Tantos anos haviam se passado; quem poderia dizer se a menina ainda vivia?
Sem saber como consolar o homem, Jiang Shouzhong ouviu-o continuar, desta vez mais animado, ao cheirar o vinho e exclamar em voz alta: “O mundo é vasto e sempre em mudança, mas na vida haverá um dia de reencontro. Eu, Yan, acredito que um dia encontrarei minha filha.”
Contagiado pelo otimismo do outro, Jiang Shouzhong desejou sinceramente: “Espero que o senhor a encontre em breve.”
Após hesitar um pouco, perguntou: “Se não se importar, poderia me dizer o nome de sua filha? Se algum dia eu encontrar alguém com o mesmo nome, talvez possa ajudar.”
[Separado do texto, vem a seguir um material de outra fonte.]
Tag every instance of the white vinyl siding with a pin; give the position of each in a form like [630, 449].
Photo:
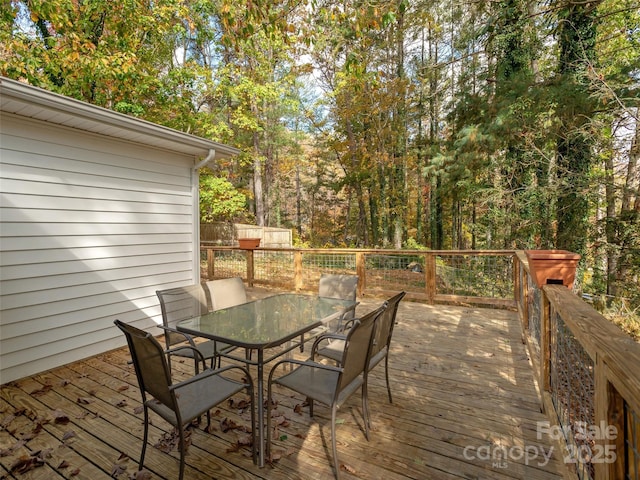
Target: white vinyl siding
[91, 228]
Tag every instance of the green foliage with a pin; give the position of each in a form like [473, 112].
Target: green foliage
[376, 123]
[219, 200]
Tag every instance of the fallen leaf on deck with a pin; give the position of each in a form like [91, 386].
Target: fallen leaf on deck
[59, 417]
[25, 464]
[226, 425]
[7, 420]
[118, 470]
[41, 391]
[141, 475]
[347, 468]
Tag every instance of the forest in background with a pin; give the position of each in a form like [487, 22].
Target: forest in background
[399, 124]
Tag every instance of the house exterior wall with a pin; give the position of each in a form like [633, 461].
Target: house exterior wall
[91, 228]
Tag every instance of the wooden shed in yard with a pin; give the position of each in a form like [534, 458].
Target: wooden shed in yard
[98, 211]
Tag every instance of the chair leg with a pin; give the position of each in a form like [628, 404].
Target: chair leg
[268, 446]
[365, 409]
[254, 449]
[182, 447]
[386, 373]
[145, 438]
[336, 463]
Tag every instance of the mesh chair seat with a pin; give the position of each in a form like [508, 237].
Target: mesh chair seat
[179, 304]
[381, 343]
[328, 384]
[179, 403]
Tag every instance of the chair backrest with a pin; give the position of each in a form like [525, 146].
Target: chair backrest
[357, 347]
[387, 320]
[179, 304]
[338, 286]
[226, 292]
[150, 364]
O homem sorriu amargamente e balançou a cabeça: “Uma criança com menos de dois anos... mesmo que tivesse nome, depois de tanto tempo já teria mudado. O único modo de reconhecê-la seria talvez pela semelhança com a mãe. Claro, quanto menos se parecer comigo, melhor. Moça que é moça precisa ser bonita, e eu, como pai, sou bem feio.”
O tom pesado da conversa pareceu dissipar-se diante da leveza da piada, e Jiang Shouzhong não pôde deixar de sorrir.
Lançou outro olhar a Zhao Wancang, que ainda remava para os clientes, e guardou o caderno de anotações no colo, perguntando suavemente: “O senhor já foi um erudito, não foi?”
O homem de sobrenome Yan assentiu com um sorriso:
“Sim, era um verdadeiro rato de biblioteca. Inclusive, tive o privilégio de estudar na maior torre de livros do mundo. Mas depois larguei os livros. De que servem tantas letras se, diante de soldados, não adiantam nada? Por isso, o maior princípio deste mundo é ter o punho forte.”
Jiang Shouzhong balançou a cabeça, discordando: “Mas quando se trata de mulheres, não é a força dos punhos que resolve.”
O homem Yan se surpreendeu e depois soltou uma gargalhada, com um brilho de cumplicidade nos olhos, levantando o polegar: “Tem razão.”
Curioso, Jiang Shouzhong perguntou: “Então o senhor trocou os livros pela espada?”
Yan corou, modesto: “Aprendi um pouco sobre esgrima, mas só o básico.”
Deu alguns tapinhas na trouxa onde escondia o manuscrito do Mapa do Rio Tianyuan, sorrindo enigmaticamente.
Calma, calma, deixe-me conversar um pouco mais com esse novo dono.